There are some potential catalysts ahead, including the FDA providing clarity on CBD, progress in the Canadian legalization that commenced in October 2018 and is beginning to include a broader set of products and the continued growth in German MMJ and other international markets that have been slow to develop. The implementations in California and Massachusetts for adult-use have been disappointing but are beginning to show great improvement. Michigan legalized in December and Illinois legalized in January, and these markets are showing strong growth that could encourage other states to legalize. Voters in Arizona, Montana, South Dakota and New Jersey all approved adult-use legalization in November.

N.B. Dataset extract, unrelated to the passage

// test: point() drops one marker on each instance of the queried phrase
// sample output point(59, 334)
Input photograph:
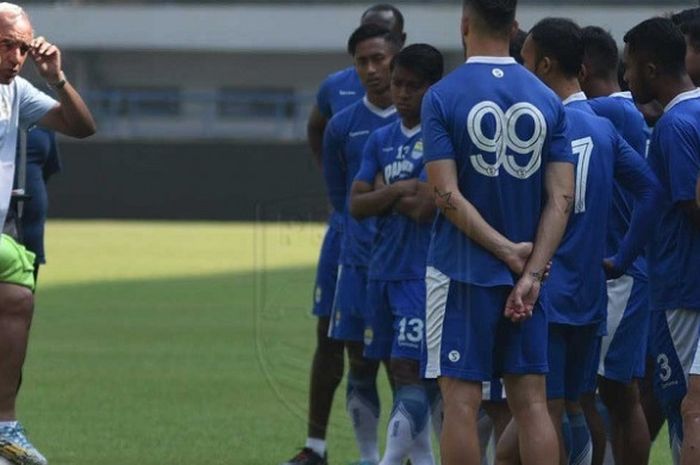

The big themes ahead are likely to be continued cross-industry investment into the sector and more consolidation in Canada and in the U.S., potential federal regulatory reform (SAFE Banking Act and other more comprehensive legislation, which could eliminate 280E taxation and enable trading on higher exchanges for MSOs as well as the broad usage of credit cards for cannabis purchases), steps to enable cannabis research, the roll out of MMJ in Germany, Mexico and in Australia as well as continued advances in South America and potential adult-use legalization in Israel and Mexico, new legal cannabis implementations in AZ, MT, NJ and SD, and MMJ implementations in Virginia and soon Mississippi and West Virginia, possible legalization via the legislatures in CT, FL, MD, MN, NH, NM, NY, PA and RI and implementation of the VT commercial program in 2022.